What is grief? Maybe you think we all grieve the same way - all experience the same emotions in a given timeline. What if someone is grieving longer or shorter than we think is ‘normal’? Well, research now shows and supports that grief is different for everyone. What does this mean for you, for your family, for your friends? Lots of questions - but there are also answers. With the holidays coming up, it will be important to have some introspection and be able to identify what you are needing and what your family is needing in terms of grief. Have a conversation with your teens and help them gain some insight into their own emotions. Kevin Gruzewski, a certified therapist and author on this subject, suggests discussing how an incident like a loved one’s passing can change a person’s mindset and worldview. As well as discussing how emotions related to grief can make a person feel unfocused, unmotivated and depressed.
Be sure to ask yourself and your teen what self-care activities people can intentionally do to care for their mental, emotional and physical well-being. Can you and your family think of some way to honor your loved one during this holiday season? For example, you can share your favorite stories about that person, serve their favorite side dish, or plant a tree. These are just a few ideas. There are many possibilities out there that you can do to remember your loved one. As we share stories about those we have lost, let your teen know that it’s okay to still laugh and have fun even while grieving-it can help with the healing process.

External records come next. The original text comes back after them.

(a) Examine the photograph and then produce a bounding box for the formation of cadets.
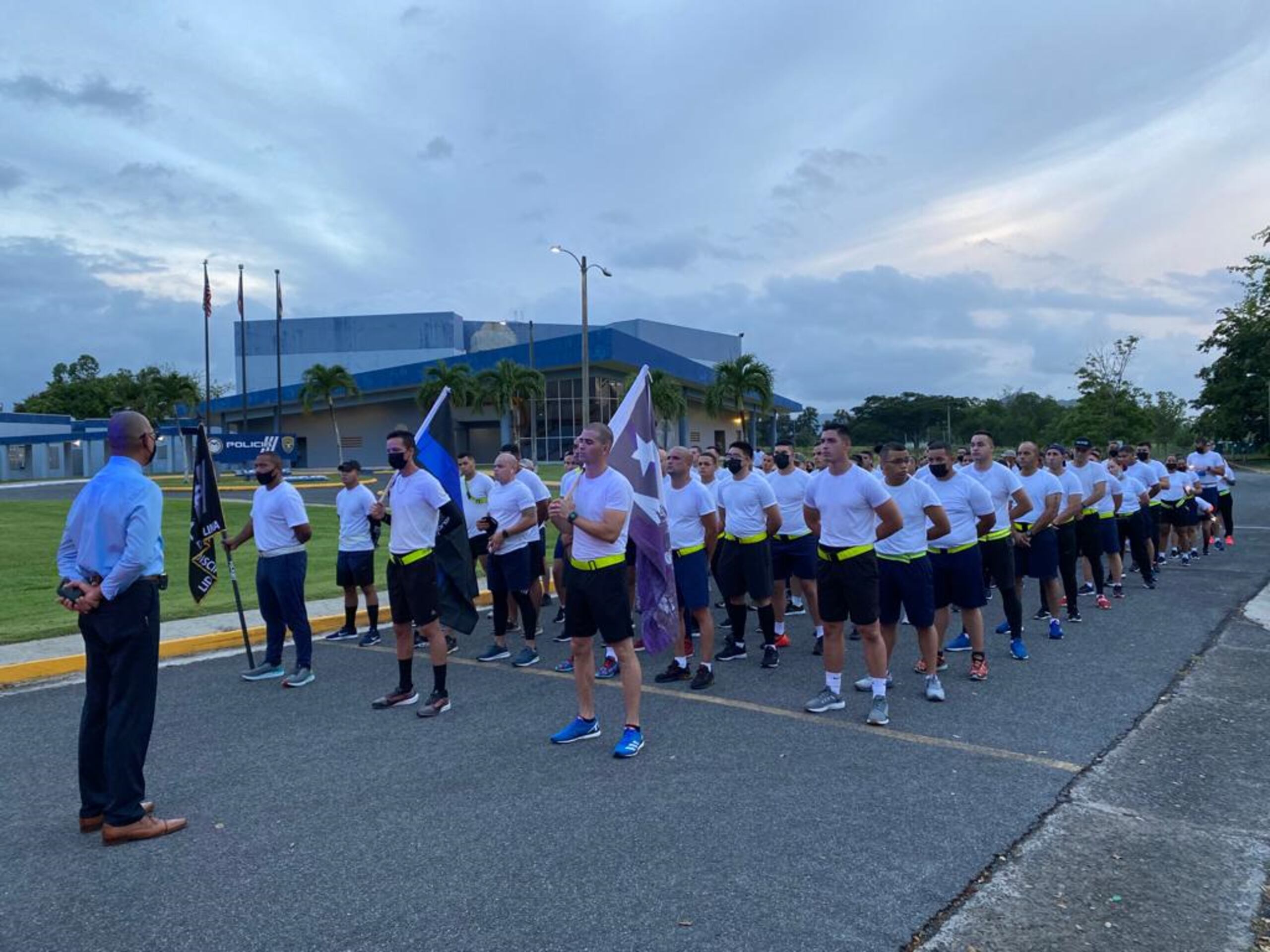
[232,422,1234,758]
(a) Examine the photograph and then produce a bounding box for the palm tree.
[622,369,689,447]
[300,363,362,463]
[706,354,775,447]
[476,357,547,444]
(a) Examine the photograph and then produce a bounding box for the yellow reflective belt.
[816,542,873,562]
[878,552,926,565]
[392,548,432,565]
[926,539,979,555]
[569,552,626,573]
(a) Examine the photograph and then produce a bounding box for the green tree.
[300,363,361,463]
[705,354,776,444]
[1193,229,1270,442]
[476,357,547,443]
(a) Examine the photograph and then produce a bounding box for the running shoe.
[551,717,599,744]
[371,684,419,711]
[653,657,692,684]
[419,691,449,717]
[865,694,890,727]
[476,645,512,661]
[613,726,644,760]
[803,687,847,714]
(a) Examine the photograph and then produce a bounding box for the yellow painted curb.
[0,592,490,688]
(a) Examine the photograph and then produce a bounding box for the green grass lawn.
[0,494,558,644]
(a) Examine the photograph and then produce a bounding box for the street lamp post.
[551,245,613,429]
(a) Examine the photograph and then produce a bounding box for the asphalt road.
[0,476,1270,952]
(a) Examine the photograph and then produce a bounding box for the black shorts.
[335,548,375,589]
[715,538,772,601]
[388,553,437,625]
[564,562,635,645]
[816,546,878,626]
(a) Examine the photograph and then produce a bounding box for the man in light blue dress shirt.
[57,410,186,845]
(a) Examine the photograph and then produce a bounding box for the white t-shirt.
[489,480,538,552]
[1018,467,1067,523]
[961,462,1023,532]
[388,469,449,555]
[719,470,776,538]
[463,472,494,538]
[252,482,309,552]
[767,470,812,536]
[573,466,635,562]
[335,485,375,552]
[1186,449,1225,489]
[918,470,997,548]
[874,476,940,555]
[665,478,715,548]
[807,465,894,548]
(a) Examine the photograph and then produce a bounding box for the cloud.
[0,163,27,195]
[0,72,150,119]
[418,136,454,163]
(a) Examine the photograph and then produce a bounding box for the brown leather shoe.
[102,816,187,847]
[80,800,155,833]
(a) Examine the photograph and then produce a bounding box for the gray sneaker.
[926,674,944,701]
[803,687,847,714]
[865,694,890,727]
[512,648,538,668]
[282,668,314,688]
[856,671,895,691]
[239,661,287,680]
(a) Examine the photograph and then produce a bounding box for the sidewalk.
[911,589,1270,952]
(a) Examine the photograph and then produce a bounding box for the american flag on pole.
[608,365,678,651]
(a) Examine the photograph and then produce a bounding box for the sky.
[0,0,1270,413]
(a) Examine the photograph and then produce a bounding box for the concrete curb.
[0,592,490,689]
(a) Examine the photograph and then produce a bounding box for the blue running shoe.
[613,727,644,758]
[551,717,599,744]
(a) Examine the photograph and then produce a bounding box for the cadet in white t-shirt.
[225,453,314,688]
[715,439,781,668]
[371,430,462,717]
[654,447,719,691]
[804,422,903,726]
[767,443,824,648]
[326,460,380,648]
[549,422,644,758]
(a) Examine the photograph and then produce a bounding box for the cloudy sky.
[0,0,1270,411]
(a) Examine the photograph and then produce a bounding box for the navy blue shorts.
[1098,513,1120,555]
[674,548,710,612]
[931,543,987,608]
[485,542,533,592]
[772,532,817,581]
[335,548,375,589]
[878,555,935,628]
[1015,523,1058,579]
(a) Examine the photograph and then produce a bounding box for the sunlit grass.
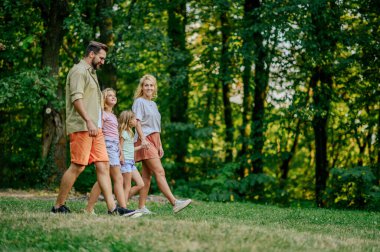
[0,197,380,251]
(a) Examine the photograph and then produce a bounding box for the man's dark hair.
[85,41,108,57]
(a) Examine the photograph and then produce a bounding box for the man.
[51,41,133,215]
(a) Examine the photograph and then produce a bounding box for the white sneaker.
[173,199,191,213]
[136,206,153,214]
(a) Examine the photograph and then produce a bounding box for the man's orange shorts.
[70,129,108,165]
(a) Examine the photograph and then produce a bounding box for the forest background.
[0,0,380,209]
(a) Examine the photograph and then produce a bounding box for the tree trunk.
[310,67,332,207]
[219,5,234,162]
[38,0,69,177]
[239,0,254,178]
[251,0,269,174]
[280,119,301,182]
[168,0,191,179]
[96,0,117,90]
[310,1,340,207]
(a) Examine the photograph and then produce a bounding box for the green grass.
[0,197,380,251]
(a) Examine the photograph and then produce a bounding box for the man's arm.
[73,99,98,137]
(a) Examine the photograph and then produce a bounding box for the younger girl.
[119,110,144,205]
[86,88,135,216]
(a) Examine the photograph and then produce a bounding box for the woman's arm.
[136,120,150,149]
[119,137,125,164]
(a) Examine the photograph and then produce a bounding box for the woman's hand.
[141,137,150,149]
[120,154,125,165]
[158,146,164,158]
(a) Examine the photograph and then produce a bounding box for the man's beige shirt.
[66,60,103,135]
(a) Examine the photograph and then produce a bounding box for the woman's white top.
[132,97,161,142]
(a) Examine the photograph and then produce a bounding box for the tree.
[35,0,69,177]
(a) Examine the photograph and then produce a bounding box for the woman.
[132,74,191,214]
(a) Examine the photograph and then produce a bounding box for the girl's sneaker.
[173,199,191,213]
[108,207,136,217]
[136,206,153,214]
[50,205,71,214]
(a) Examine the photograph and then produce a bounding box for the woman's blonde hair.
[102,88,116,111]
[134,74,157,99]
[118,110,135,137]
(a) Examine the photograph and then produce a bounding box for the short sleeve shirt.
[121,130,135,160]
[132,97,161,142]
[102,111,119,142]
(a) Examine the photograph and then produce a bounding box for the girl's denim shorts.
[120,159,137,173]
[106,140,120,166]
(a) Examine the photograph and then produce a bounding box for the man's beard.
[91,59,100,70]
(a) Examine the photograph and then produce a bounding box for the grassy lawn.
[0,192,380,251]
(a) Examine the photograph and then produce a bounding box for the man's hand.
[141,137,150,149]
[86,120,98,137]
[158,146,164,158]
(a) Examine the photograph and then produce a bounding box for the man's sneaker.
[173,199,191,213]
[82,209,96,215]
[108,207,136,217]
[136,206,153,214]
[51,205,70,213]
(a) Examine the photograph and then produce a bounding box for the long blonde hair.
[134,74,157,99]
[102,88,116,113]
[118,110,135,138]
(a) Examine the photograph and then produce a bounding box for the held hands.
[158,146,164,158]
[141,137,150,149]
[86,120,98,137]
[120,153,125,165]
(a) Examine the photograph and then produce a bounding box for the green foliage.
[0,0,380,209]
[326,167,380,209]
[0,69,58,188]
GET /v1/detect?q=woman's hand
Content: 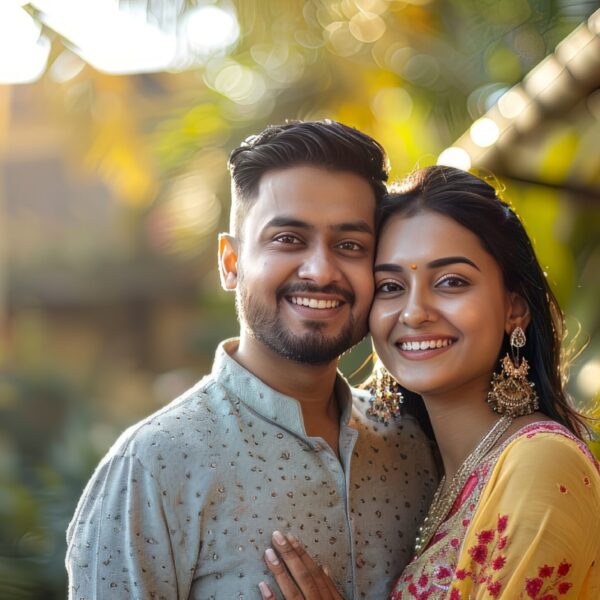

Kevin Gruzewski, CTRS shares in his book, Therapy Games for Teens, an activity titled You’re Not Alone and offers 7 suggestions you can utilize with your teenager. By the way, this is good for parents too!
1. Discuss the importance of getting support while working through the grieving process.
2. Have your teen give a few examples of people who make up their support network. Ask why they chose these people.
3. On a piece of paper, have them list at least five people they can ask for help.
4. Next to each person, have them write what makes these people supportive. For example, “My sister always takes the time to listen when I’m feeling down”.
5. Then ask them to write down specific days and times each person is typically available.
6. Allow your teen to discuss the schedule.
7. Let them know they can use their list as a resource when they are having a difficult time managing grief.
Remember that there are places in your community to help you and your family if you are traveling on this challenging road of grieving. One of these places is Grief’s Journey; it’s a great resource for families that we have right here in Omaha. They offer support groups for the entire family, trainings and education programs, grief counseling, as well as serious illness and injury support groups. These are just a few of the things they offer, to check out their website go to: www.griefsjourney.org
Remember, there is no wrong or right way to grieve.